Les pays voisins de l’Allemagne n’ont rien à craindre de son retour en puissance. Berlin ne cherche pas à dominer l’Europe, mais à exercer une forme de leadership à travers le cadre européen, un élément essentiel dans un monde post-Brexit.

Après des décennies de réticences, l’Allemagne est enfin disposée à prendre sa place de leader de la politique étrangère européenne. Cela tend à frustrer certains pays européens qui s’inquiètent de l’émergence d’un hégémon allemand et pourraient tenter de le contrecarrer. Une étude de l’ECFR montre cependant que les Etats membres attendent de l’Allemagne qu’elle mène le jeu.
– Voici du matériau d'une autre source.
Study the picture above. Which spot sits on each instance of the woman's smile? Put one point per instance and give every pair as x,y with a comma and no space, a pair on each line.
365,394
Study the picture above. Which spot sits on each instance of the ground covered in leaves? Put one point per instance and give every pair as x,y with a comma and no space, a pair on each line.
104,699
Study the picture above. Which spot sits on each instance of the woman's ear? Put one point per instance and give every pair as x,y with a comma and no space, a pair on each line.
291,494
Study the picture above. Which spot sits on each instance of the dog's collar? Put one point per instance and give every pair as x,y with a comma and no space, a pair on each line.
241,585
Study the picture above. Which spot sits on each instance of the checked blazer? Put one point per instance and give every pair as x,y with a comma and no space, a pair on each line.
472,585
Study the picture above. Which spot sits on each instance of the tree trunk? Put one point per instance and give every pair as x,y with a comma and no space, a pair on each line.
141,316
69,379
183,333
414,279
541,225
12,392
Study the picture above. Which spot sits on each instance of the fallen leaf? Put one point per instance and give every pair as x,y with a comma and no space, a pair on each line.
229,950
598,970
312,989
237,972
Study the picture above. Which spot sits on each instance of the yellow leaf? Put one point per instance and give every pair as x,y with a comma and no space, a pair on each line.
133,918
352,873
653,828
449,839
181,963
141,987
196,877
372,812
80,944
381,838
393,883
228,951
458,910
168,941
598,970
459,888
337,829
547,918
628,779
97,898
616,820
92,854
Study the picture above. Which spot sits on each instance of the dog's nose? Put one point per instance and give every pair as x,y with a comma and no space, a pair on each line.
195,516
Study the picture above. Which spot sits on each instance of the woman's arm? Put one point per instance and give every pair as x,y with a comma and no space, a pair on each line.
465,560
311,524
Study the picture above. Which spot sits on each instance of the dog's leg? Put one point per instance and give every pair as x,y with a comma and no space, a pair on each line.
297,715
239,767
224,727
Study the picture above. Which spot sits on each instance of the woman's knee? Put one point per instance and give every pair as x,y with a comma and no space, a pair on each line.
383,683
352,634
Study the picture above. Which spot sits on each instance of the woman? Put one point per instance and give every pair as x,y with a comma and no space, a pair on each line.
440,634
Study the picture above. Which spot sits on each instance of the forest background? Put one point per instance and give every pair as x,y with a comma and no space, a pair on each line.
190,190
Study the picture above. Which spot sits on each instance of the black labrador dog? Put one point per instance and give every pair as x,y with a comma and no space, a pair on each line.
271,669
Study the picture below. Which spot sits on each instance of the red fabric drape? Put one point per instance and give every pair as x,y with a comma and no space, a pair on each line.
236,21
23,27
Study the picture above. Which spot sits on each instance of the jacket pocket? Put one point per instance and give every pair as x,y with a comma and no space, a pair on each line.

« Le rôle de l’Allemagne en Europe : un leader contraint » affirme que Berlin et ses partenaires doivent décider de la meilleure manière de gérer la puissance germanique puisque celle-ci n’est pas prête de s’affaiblir. Chercher à contrebalancer le poids de l’Allemagne ne ferait que mener à une impasse et à une stagnation dans l’Union européenne (UE).

Au lieu de cela, il faut déployer tous nos efforts pour reconstruire un noyau dur de pays souhaitant pousser des solutions européennes. Les Etats membres devraient coopérer plus étroitement avec l’Allemagne pour influencer ses objectifs. Berlin souhaite diriger par le consensus et a rejeté les pressions de Washington qui la poussaient à s’affirmer en tant que puissance hégémonique sur le continent.

Que Berlin désire ou non ce nouveau rôle, les guerres aux portes de l’Europe montrent bien qu’il n’est désormais plus suffisant d’être leader sur les questions économiques ou légales. Il faut des actions dans le domaine de la sécurité et de la défense, et les dirigeants allemands ne sont plus en mesure de jouer la carte de l’isolement dans les relations internationales. La crise des réfugiés a fait des affaires étrangères un problème intérieur qui pèse lourdement lors des élections.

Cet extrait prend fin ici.